The afternoon program concluded with Balanchine’s classic, Prodigal Son. New York City Ballet has Balanchine in its genes, and to my eye does a more effective job with it, but the ballet is so good that it stands on its own as a masterpiece even if one or two components are less than perfect. At this performance, Jeffrey Cirio as the prodigal was disappointing in the critical opening scene. For example, at significant moments when the prodigal pounds his fists onto his thighs, Cirio played it as if he was carefully tapping a drum rather than digging into his core. After that, however, Cirio’s execution was quite good. On the other hand, Hee Seo was miscast as The Siren. The role is dependent on the display of controlling irresistibility despite an overtly serene and somewhat mechanical-looking demeanor, solely through the power embedded in her movement and the expression in her eyes. Seo’s demeanor was simply flat almost throughout (she unearthed a sly smile during the pas de deux), making her appear more like a moving mannequin than a commanding seductress.

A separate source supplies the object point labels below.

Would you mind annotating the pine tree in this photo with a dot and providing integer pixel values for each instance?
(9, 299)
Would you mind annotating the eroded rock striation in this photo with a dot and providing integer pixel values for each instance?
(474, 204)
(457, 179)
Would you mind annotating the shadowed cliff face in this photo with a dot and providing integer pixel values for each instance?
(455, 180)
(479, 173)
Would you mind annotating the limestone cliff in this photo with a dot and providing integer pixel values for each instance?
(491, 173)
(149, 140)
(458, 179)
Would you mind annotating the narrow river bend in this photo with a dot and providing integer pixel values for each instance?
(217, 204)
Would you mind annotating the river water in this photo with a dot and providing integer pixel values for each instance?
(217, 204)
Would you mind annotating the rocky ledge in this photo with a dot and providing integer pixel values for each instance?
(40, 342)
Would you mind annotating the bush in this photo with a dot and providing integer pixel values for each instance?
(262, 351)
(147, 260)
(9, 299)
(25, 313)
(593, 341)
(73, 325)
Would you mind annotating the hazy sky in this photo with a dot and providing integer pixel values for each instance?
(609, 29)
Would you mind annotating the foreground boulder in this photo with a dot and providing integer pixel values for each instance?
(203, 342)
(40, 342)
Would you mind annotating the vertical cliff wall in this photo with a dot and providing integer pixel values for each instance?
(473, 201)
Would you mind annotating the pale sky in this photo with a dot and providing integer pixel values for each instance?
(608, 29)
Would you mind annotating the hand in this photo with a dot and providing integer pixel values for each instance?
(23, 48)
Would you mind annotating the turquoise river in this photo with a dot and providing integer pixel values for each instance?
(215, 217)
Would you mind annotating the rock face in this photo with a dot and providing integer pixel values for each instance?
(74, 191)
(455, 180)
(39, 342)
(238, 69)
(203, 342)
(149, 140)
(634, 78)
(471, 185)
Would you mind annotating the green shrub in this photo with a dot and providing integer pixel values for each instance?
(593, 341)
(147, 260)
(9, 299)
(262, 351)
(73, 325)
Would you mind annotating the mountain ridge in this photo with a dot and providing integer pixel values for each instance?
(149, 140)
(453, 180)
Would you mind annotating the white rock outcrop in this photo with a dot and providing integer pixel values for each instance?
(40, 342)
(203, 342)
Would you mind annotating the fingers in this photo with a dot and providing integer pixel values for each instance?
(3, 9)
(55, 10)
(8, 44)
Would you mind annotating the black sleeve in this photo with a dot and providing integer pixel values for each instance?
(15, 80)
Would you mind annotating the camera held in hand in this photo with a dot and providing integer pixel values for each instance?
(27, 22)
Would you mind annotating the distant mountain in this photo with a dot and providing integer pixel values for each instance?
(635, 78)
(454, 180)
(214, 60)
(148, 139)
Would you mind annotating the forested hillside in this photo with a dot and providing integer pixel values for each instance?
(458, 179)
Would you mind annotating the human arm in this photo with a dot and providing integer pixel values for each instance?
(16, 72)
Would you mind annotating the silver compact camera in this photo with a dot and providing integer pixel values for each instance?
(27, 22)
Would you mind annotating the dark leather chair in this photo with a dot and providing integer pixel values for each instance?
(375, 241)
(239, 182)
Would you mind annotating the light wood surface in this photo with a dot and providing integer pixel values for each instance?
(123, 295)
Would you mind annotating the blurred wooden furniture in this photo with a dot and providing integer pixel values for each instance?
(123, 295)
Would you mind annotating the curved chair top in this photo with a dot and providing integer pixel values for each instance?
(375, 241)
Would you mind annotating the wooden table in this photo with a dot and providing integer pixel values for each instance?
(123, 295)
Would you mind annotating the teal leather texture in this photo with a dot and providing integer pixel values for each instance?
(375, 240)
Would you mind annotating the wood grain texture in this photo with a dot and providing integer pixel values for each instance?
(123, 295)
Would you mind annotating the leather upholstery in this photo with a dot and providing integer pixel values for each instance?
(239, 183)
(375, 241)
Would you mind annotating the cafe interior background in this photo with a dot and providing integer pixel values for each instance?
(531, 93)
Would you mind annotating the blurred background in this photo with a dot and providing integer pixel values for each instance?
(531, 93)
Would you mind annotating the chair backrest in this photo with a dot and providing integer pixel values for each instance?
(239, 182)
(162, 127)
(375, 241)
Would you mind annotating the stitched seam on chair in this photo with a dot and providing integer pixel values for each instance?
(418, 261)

American Ballet Theatre dancer Jeffrey Cirio
in George Balanchine’s “Prodigal Son”
Photo Rosalie O’Connor
And so, almost as soon as it began, ABT’s Fall 2016 Season ended after providing many opportunities to see corps dancers (and soloists) expand their repertoire and display their talent. Perhaps the apparent new focus on building talent from within may finally enable certain highly promising corps dancers who have been highly promising for too long to be given challenging featured roles during ABT’s 2017 Met season.